The story centers on four high-school seniors who are best friends, cruising through school and city life to a hip-hop beat. fTC Taylor is a teen mom; Bruklin Harris plays restless poet Angela; Anna Grace plays achiever Emma; and Aunjanue Ellis plays bright star Nikki. When one of the girls kills herself, the others are stunned -- at this point, "Girls Town" brings to mind "Permanent Record," another edgy movie about teen suicide that starred a young Keanu Reeves -- and the friends come to realize that they hardly know one another at all. They begin to share their stories of rape and abuse and then to fight their helplessness. Their petty crimes of revenge go curiously unpunished, but somehow, that seems right; vigilante justice gives them a sense of peace and a better understanding of themselves.

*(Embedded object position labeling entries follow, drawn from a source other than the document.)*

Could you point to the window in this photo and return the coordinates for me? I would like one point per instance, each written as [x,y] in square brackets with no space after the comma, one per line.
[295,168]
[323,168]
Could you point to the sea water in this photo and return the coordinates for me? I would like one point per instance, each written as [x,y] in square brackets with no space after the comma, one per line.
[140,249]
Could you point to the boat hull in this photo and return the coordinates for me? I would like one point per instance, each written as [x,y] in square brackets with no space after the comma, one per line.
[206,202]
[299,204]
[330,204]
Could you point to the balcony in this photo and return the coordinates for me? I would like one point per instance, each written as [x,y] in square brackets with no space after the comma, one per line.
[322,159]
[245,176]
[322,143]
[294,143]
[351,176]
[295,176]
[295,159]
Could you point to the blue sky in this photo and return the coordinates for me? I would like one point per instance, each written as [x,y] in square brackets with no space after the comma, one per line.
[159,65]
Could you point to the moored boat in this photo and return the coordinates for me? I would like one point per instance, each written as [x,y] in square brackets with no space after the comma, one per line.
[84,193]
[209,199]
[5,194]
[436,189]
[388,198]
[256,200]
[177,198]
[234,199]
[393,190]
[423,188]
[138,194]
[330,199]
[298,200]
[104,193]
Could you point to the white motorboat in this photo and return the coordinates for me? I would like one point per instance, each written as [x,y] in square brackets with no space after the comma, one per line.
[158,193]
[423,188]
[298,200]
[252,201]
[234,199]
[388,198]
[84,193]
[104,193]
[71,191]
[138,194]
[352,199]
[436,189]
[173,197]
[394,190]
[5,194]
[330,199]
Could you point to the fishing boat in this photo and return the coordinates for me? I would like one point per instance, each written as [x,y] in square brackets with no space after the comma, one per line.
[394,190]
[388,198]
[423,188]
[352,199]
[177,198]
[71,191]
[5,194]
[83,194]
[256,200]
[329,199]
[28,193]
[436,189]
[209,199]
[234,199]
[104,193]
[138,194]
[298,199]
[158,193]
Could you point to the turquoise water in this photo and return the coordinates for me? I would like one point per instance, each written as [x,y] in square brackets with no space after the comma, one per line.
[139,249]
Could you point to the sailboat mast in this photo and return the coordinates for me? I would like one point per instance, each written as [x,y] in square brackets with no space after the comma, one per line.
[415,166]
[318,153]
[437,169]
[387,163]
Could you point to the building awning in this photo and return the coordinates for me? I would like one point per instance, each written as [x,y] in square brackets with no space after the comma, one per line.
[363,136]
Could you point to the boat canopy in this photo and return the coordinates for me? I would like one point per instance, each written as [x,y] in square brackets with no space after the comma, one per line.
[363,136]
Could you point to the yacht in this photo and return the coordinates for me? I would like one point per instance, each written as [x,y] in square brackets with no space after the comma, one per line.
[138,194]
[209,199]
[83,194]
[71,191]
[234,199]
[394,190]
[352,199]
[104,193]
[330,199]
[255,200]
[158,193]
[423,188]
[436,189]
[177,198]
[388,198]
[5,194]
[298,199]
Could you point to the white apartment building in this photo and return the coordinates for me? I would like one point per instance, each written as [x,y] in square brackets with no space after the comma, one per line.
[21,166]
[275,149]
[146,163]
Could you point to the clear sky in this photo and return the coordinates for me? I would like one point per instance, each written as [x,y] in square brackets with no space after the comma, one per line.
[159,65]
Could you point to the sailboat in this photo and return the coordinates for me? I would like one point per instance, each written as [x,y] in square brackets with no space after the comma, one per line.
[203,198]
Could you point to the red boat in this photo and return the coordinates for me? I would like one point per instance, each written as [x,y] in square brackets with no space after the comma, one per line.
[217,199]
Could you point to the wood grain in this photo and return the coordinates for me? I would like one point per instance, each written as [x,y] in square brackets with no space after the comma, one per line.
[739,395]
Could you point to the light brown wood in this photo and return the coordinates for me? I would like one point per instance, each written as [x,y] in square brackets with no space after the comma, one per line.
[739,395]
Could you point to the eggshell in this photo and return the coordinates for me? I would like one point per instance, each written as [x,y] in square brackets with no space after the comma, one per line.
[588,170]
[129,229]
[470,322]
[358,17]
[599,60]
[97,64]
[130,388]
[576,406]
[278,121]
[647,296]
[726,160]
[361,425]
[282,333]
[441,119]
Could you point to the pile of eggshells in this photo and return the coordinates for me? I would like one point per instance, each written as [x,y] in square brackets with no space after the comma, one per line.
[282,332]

Fine performances from the cast -- which created the story through an improvisational workshop with director Jim McKay, who shot the film in just 12 days -- lend the characters a sense of realism and make them sympathetic even when they're crossing "good-girl" boundaries. Add McKay's stylish direction (his experience in music videos is evident) and the pounding soundtrack, and you have a movie that young women in particular will really connect with. (It also won a Filmmakers' Trophy and Special Jury Prize at the Sundance festival this year.) It is playing at the Charles.

'Carried Away'

Rated R (language, nudity, sexual situations)

A small, sensual film based on the novel "Farmer" by Jim Harrison, "Carried Away" tells us that infidelity can rejuvenate a relationship -- if it doesn't destroy it.

Dennis Hopper and Amy Irving star as Joseph and Rosealee, aging teachers in a tiny farmland town whose years-long romance seems to have fallen asleep. Joseph, who lives on a farm with his dying mother, sees his life slipping away but is reawakened when a beautiful new student (Amy Locane) lures him into an unwise but thrilling affair. His indiscretion threatens his relationship with Rosealee while renewing his passion for life.

Hopper and Irving are wonderfully understated and compelling, while Locane lends her character a sense of simmering instability that drives the plot. Julie Harris, Gary Busey and Hal Holbrook also star.

The sepia-toned landscape is beautifully photographed by Declan Quinn ("Leaving Las Vegas"); Bruno Barreto (Irving's husband) directs. It opens today at the Charles.